Furthermore, would it change if I declare Wrapper{F} <: Function?
I think I might have just answered my own question. It will specialize to Wrapper{typeof(sin)}, but not if Wrapper <: Function:
julia> struct Wrapper{F<:Function}
f::F
end
julia> struct Wrapper2{F<:Function} <: Function
f::F
end
julia> (w::Wrapper{F})(x) where {F} = w.f(x)
julia> (w::Wrapper2{F})(x) where {F} = w.f(x)
julia> f_func(f, num) = ntuple(f, div(num, 2))
julia> f_func(sin, 5); f_func(Wrapper(sin), 5); f_func(Wrapper2(sin), 5)
(0.8414709848078965, 0.9092974268256817)
julia> Base.specializations(@which f_func(sin, 5))

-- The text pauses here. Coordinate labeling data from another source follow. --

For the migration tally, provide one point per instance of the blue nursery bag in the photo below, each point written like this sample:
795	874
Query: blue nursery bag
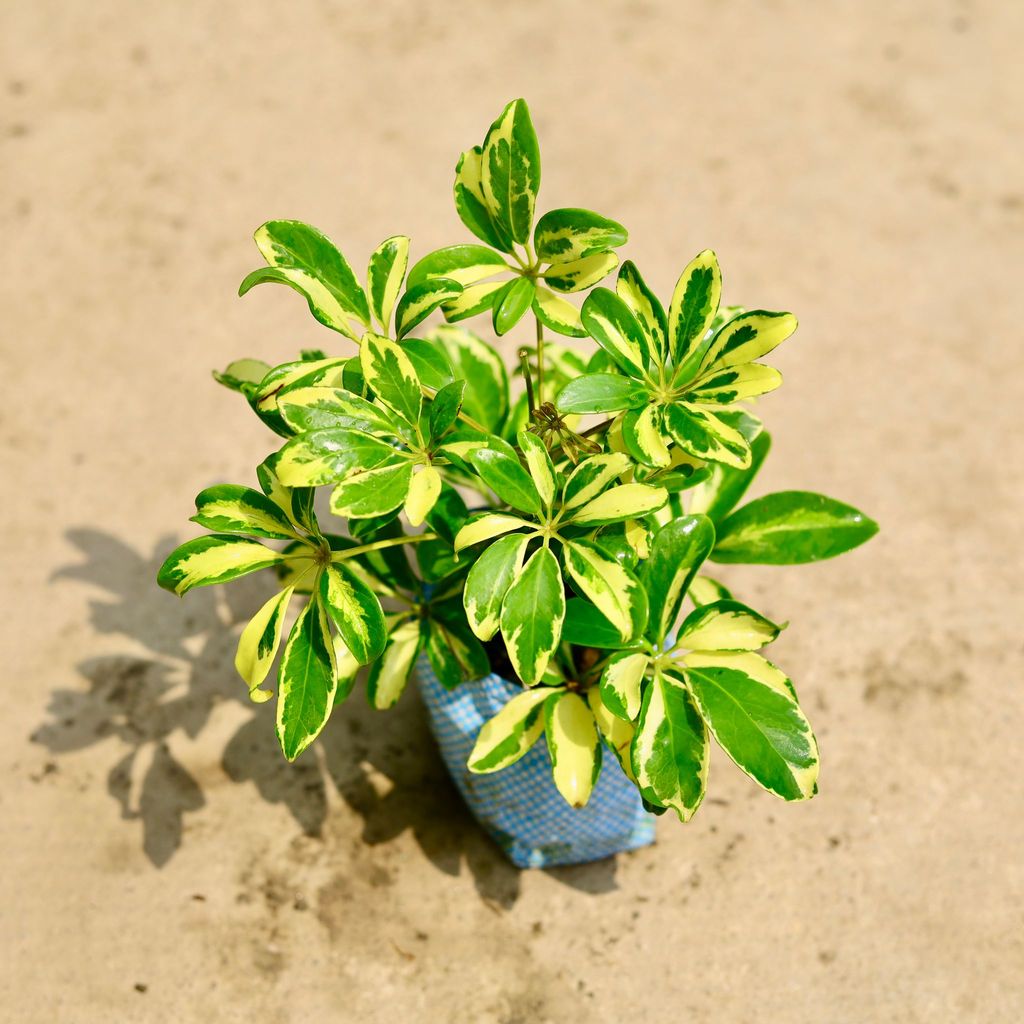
519	805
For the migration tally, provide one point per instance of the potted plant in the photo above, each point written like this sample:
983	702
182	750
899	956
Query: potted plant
540	555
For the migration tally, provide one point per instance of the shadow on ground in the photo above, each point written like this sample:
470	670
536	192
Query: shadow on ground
387	770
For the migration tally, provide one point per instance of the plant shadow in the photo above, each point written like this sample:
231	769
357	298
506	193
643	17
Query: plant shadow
178	666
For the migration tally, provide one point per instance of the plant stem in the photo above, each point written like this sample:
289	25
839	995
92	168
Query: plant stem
390	542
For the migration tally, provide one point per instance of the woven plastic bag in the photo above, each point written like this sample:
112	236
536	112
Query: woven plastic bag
519	805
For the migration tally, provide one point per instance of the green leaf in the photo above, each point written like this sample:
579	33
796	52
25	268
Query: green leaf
791	527
444	409
374	492
507	736
390	375
389	674
421	300
212	559
616	734
432	368
259	641
488	582
600	393
466	263
355	611
608	585
307	682
309	262
581	273
610	323
679	549
475	361
670	751
510	304
747	338
568	235
720	492
387	268
471	204
511	170
700	433
627	501
633	290
542	472
557	314
531	615
573	744
243	375
621	683
501	470
483	527
694	303
308	409
228	508
592	476
586	627
726	626
326	456
761	727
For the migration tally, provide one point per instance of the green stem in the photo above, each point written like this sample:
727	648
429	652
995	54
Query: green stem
390	542
429	392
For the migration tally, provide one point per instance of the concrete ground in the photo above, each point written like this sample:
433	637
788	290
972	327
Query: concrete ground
859	163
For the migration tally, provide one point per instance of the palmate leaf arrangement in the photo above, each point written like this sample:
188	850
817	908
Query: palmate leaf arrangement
571	569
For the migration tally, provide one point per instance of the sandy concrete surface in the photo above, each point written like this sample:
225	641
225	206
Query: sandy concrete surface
859	163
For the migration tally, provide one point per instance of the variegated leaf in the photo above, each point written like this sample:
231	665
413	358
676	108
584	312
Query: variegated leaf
471	204
488	582
258	644
608	585
694	303
573	744
423	492
726	626
702	434
670	752
621	683
388	372
326	456
229	508
747	338
355	611
384	276
374	492
307	681
568	235
761	727
627	501
212	559
680	548
610	323
531	615
591	477
511	170
507	736
616	734
557	313
485	526
581	273
541	470
389	674
486	400
633	290
421	300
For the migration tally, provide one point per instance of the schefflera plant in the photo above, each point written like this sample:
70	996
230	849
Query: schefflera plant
557	536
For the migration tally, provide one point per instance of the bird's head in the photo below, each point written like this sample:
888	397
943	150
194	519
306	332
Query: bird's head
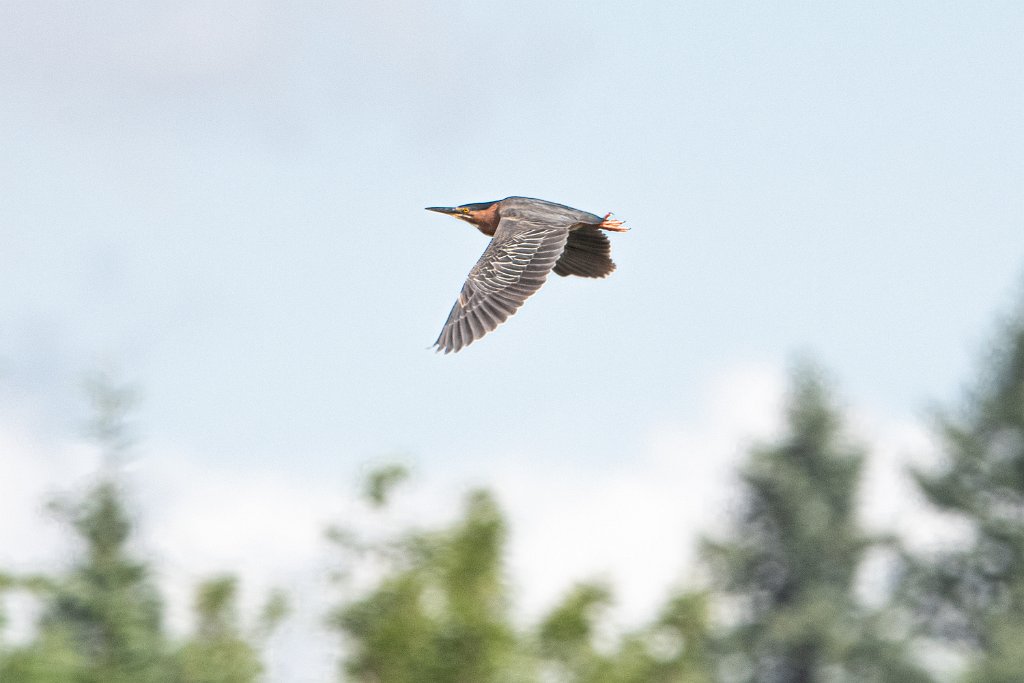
483	215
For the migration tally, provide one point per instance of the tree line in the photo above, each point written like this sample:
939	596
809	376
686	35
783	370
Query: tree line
779	602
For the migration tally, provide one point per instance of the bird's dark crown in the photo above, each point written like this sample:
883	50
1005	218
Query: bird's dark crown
481	214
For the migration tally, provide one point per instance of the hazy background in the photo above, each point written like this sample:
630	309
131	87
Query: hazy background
223	201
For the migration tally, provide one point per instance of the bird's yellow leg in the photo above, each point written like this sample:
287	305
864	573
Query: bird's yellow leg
609	223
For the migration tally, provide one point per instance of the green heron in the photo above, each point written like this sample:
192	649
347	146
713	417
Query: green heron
529	238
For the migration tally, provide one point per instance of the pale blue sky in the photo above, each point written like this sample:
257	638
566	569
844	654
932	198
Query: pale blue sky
225	200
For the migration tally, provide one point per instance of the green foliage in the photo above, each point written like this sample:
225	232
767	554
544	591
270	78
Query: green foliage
440	613
217	652
974	594
101	621
788	569
673	649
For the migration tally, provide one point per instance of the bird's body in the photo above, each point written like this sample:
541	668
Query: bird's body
529	239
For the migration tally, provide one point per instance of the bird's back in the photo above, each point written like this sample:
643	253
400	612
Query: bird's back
542	211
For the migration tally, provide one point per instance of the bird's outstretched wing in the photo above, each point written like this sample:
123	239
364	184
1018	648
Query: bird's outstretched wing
513	266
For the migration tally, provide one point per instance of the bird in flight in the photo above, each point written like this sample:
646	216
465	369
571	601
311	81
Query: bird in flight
528	239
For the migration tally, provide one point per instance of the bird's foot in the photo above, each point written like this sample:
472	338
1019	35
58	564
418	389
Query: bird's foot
609	223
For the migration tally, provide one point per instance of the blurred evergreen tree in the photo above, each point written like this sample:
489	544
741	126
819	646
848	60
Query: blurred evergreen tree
787	573
974	594
101	622
439	613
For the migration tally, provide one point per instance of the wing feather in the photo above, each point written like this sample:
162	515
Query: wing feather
511	269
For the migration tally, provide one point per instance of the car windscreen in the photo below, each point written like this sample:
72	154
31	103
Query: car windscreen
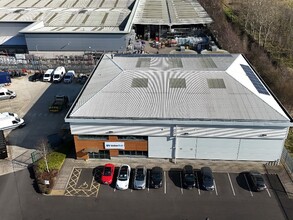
189	177
107	171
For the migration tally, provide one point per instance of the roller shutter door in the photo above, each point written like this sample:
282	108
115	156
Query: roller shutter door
216	148
260	150
186	148
160	147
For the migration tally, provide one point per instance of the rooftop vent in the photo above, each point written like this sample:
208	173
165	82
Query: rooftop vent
18	10
83	11
139	83
177	83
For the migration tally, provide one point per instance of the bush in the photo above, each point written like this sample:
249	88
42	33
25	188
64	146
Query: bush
55	161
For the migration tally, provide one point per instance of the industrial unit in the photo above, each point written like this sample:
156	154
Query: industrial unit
88	26
178	106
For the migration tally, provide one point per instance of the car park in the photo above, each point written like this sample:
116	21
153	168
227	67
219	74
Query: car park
188	177
69	76
37	76
108	173
123	177
207	178
156	177
48	75
139	180
58	74
6	94
257	181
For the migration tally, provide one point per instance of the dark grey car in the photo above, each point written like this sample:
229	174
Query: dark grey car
207	178
257	181
139	181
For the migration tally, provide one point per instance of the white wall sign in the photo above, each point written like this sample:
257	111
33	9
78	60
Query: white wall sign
114	145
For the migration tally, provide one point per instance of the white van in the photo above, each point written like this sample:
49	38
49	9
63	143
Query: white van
69	76
10	120
58	73
6	94
48	75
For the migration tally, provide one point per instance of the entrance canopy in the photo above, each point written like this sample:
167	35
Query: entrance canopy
170	12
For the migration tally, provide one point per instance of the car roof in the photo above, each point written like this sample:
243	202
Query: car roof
206	170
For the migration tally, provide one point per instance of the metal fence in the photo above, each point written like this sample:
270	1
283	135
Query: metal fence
287	160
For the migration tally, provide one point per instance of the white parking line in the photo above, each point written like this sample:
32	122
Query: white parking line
231	184
149	179
165	183
197	183
181	183
248	185
215	187
268	191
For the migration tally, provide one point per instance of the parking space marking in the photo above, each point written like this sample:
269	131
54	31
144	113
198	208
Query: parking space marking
231	184
248	185
181	187
215	187
165	183
149	180
268	191
197	183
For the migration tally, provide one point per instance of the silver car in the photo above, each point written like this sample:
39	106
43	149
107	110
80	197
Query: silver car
139	181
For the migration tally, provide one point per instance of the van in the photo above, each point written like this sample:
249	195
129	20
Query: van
48	75
69	76
10	120
6	94
58	73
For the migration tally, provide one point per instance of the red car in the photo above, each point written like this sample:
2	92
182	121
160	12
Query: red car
108	172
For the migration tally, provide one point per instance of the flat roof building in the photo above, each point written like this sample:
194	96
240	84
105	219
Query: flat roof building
178	106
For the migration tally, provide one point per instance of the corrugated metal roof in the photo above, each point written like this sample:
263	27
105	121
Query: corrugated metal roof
170	12
109	93
66	16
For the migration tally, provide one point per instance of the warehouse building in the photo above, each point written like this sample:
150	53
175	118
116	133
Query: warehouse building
88	26
178	106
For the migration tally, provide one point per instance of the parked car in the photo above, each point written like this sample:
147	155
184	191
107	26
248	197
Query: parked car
69	76
58	74
207	178
156	177
108	173
257	181
37	76
123	177
188	177
139	180
6	94
48	75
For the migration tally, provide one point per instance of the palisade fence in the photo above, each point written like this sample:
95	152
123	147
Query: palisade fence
287	160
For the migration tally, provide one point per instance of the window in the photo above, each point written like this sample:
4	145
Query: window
133	138
129	153
92	137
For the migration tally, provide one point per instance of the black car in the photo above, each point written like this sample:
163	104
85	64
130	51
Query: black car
207	178
156	177
188	177
257	181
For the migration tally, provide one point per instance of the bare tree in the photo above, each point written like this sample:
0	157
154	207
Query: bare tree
44	148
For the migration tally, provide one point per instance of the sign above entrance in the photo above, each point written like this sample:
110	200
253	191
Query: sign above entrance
114	145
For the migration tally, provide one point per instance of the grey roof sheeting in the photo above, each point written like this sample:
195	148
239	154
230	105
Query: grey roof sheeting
170	12
67	15
110	94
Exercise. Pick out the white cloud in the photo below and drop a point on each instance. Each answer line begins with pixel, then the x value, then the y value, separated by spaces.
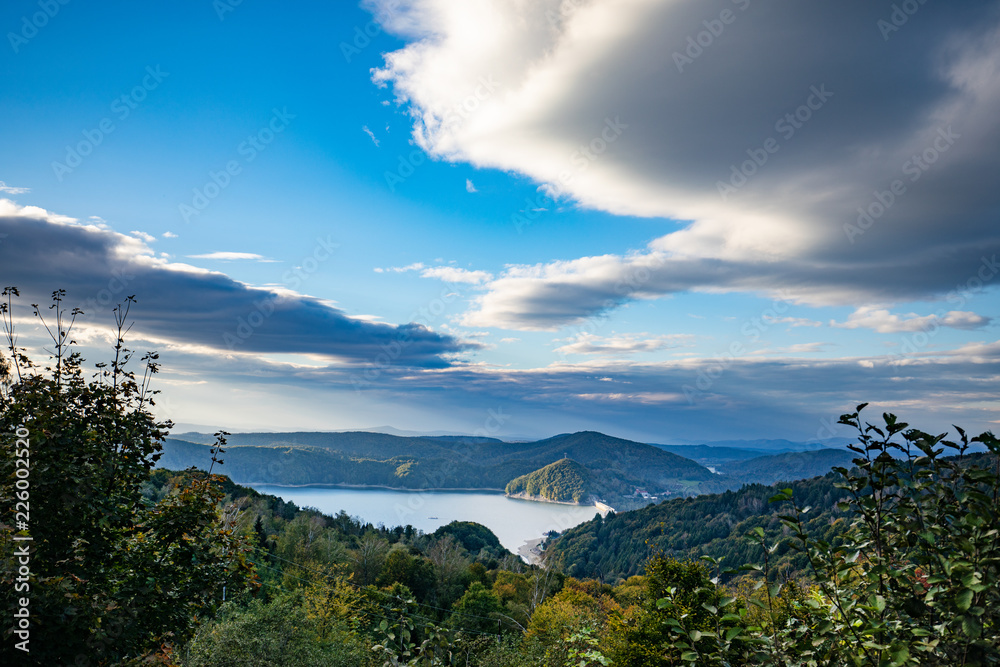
pixel 10 189
pixel 228 256
pixel 620 345
pixel 416 266
pixel 883 321
pixel 795 321
pixel 592 105
pixel 451 274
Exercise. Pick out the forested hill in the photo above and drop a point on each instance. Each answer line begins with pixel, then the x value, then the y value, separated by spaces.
pixel 563 481
pixel 785 467
pixel 428 462
pixel 619 545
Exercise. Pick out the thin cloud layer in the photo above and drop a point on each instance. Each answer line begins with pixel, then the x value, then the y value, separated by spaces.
pixel 867 177
pixel 882 321
pixel 188 305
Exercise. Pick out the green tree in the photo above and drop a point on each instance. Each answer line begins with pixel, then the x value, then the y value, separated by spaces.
pixel 278 633
pixel 113 576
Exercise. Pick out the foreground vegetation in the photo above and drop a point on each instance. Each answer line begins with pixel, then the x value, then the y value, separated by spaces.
pixel 136 566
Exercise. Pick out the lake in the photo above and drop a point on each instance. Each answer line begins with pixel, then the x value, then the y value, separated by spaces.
pixel 513 521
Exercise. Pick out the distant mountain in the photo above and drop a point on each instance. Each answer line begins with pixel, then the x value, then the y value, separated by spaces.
pixel 617 468
pixel 711 454
pixel 787 467
pixel 616 547
pixel 768 445
pixel 564 481
pixel 367 458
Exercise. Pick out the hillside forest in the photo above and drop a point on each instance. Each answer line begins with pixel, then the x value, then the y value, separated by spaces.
pixel 893 560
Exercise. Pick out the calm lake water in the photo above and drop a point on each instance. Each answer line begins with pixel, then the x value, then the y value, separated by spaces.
pixel 513 521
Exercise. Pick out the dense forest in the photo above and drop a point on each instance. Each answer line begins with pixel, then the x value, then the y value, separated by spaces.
pixel 897 563
pixel 616 547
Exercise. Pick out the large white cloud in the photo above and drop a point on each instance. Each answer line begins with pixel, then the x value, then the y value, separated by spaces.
pixel 179 303
pixel 607 103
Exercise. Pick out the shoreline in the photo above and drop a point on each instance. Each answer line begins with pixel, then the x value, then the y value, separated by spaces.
pixel 373 486
pixel 529 551
pixel 542 499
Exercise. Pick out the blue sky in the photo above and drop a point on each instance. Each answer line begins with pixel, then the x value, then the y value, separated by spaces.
pixel 698 221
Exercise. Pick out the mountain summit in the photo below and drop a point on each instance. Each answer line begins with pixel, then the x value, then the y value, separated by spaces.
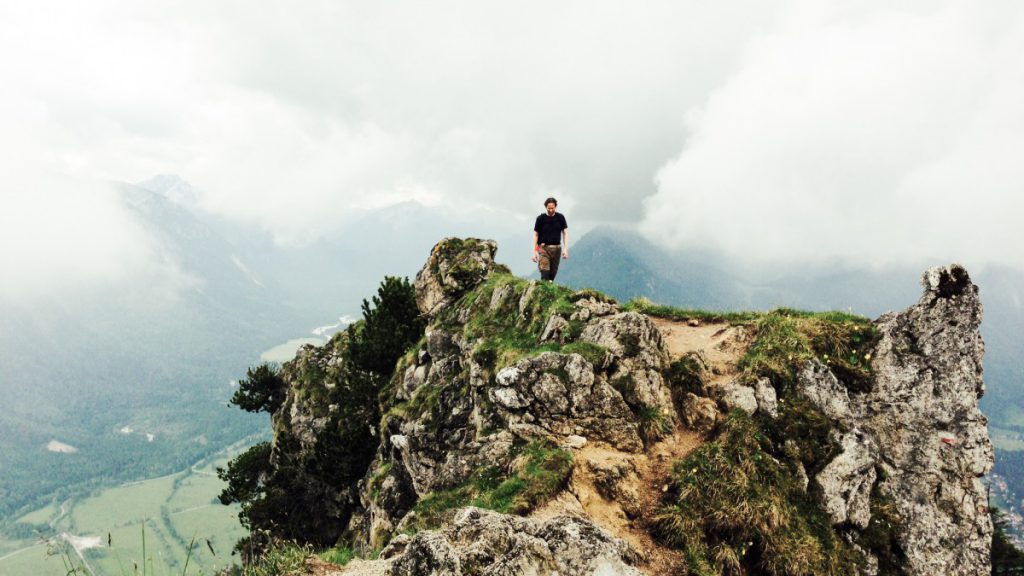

Base.MethodSpecializations(svec(MethodInstance for f_func(::Wrapper{typeof(sin)}, ::Int64), MethodInstance for f_func(::Function, ::Int64), nothing, nothing, nothing, nothing, nothing))
So we can see there is f_func(::Wrapper{typeof(sin)}, ::Int64). But since Wrapper2 <: Function, it results in no specialisation!
This is exactly as described in the manual. The compiler just mechanically skips specializations for Type, Function, and Vararg. Eg in the following example, the type is not even callable, but since it is <:Function, the rule still applies:
struct Foo{T} <: Function
x::T
end
bar(f::Foo) = f.x # ain' t calling anything
f = Foo(2)
bar(f)
Base.specializations(@which bar(f)) # empty
But of the 3 exceptions above, you can only do this trick with Function, as the compiler complains if you try to subtype Vararg and Type.